CXCR7 may also play a role in homeostasis and pathology of connective tissues. As previously mentioned, CXCR7 is expressed on osteocytes in adult bones and chondrocytes in joints (Jones et al., 2006
). It was reported that stimulation of CXCR7 promotes synthesis of matrix metalloprotease (MMP)-1, MMP-13, and vascular endothelial growth factor (VEGF) and suppresses expression of collagen-2 and matrix synthesis. In addition and concurrently, CXCR7 stimulation up-regulates synthesis of collagen-10, IL-8, osteopontin, and osteocalcin. All this together suggests that CXCR7 may mediate early development of osteoarthritis and endochondrial ossification (Jones et al., 2006
Finally, as discussed previously, in addition to CXCR7 being an SDF-1 sink that decreases local SDF-1 concentration required for proper migration of primordium and lateral line (Boldajipour et al., 2008
), some authors suggest active CXCR7 signaling during primordium migration. Inhibition of CXCR7 expression in zebrafish leads to stretching of the primordium, indicating that primordial migration is regulated by SDF-1 acting through two receptors, i.e., CXCR4 on the leading portion and CXCR7 on the trailing part of the migrating group.
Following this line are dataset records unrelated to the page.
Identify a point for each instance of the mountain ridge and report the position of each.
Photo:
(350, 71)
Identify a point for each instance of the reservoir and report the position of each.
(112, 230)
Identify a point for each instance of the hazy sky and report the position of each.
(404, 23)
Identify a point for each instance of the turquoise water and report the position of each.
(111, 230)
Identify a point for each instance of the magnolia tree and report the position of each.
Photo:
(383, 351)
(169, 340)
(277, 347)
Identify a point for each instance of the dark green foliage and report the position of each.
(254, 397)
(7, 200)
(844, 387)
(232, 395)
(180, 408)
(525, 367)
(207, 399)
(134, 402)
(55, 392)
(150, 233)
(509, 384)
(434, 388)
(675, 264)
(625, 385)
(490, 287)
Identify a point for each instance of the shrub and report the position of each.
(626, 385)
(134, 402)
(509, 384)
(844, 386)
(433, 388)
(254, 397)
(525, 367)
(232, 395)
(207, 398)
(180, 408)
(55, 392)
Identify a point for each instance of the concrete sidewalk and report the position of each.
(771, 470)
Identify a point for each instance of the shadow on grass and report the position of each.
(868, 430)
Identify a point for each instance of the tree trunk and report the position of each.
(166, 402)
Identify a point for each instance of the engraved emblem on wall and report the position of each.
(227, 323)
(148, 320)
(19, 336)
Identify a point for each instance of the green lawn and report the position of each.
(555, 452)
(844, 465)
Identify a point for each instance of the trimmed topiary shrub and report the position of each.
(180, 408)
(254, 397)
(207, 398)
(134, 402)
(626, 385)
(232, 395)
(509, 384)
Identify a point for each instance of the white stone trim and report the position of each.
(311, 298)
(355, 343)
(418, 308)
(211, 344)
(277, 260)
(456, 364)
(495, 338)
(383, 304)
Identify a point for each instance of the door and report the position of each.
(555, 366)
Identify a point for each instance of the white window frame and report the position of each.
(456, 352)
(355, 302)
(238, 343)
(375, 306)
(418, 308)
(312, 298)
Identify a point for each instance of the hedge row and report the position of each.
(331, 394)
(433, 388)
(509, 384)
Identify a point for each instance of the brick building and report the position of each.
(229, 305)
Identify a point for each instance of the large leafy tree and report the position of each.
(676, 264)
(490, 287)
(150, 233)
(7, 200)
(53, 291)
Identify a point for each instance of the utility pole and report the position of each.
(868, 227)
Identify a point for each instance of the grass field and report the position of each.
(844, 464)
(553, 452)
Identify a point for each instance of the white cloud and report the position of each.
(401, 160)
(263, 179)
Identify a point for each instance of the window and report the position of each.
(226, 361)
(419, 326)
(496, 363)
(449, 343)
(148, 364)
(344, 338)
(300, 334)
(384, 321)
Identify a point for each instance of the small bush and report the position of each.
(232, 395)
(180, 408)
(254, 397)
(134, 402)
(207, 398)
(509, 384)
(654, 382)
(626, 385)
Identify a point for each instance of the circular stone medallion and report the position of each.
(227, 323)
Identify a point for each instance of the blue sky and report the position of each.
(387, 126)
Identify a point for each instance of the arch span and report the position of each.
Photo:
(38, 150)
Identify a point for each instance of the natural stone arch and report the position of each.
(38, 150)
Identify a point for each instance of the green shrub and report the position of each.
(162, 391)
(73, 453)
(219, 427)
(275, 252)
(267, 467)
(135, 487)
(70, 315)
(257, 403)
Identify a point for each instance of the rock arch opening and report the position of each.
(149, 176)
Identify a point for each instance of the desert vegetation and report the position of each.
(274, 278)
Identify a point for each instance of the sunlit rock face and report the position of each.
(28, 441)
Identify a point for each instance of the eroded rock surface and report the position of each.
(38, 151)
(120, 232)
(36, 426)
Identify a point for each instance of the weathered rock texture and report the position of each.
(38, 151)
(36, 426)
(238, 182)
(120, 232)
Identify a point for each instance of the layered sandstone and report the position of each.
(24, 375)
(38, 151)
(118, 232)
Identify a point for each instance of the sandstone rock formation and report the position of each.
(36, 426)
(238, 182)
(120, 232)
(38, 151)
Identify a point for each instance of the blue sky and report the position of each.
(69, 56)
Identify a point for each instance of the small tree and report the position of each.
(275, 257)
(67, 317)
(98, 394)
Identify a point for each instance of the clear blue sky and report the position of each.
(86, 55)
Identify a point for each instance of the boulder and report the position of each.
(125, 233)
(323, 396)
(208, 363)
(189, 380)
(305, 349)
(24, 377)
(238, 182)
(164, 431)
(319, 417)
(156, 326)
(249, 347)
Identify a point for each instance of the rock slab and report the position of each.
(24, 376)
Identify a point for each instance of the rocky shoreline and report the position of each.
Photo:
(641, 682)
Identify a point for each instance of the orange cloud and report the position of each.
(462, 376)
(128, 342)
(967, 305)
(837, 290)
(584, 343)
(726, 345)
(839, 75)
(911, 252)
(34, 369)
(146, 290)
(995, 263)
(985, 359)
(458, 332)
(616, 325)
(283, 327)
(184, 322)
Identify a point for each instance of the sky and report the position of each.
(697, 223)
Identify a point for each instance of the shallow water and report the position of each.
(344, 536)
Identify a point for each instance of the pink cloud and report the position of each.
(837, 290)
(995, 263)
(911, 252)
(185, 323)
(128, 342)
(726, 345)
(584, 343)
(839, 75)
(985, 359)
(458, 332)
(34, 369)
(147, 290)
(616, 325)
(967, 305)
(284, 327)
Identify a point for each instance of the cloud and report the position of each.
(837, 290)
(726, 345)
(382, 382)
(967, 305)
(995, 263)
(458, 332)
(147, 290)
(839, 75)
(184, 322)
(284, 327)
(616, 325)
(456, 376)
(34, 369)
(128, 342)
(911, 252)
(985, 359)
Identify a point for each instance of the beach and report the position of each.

Furthermore, it is suggested that proper functioning of the SDF-1-CXCR4 and SDF-1-CXCR7 axes requires the presence of anosmin-1a (Boldajipour et al., 2008
). Since depletion of both anosmin-1a and SDF-1 leads to defects in migration of the posterior lateral line of primordium and its disruption, anosmin-1a may take part in activation of signaling on both SDF-1-activated receptors.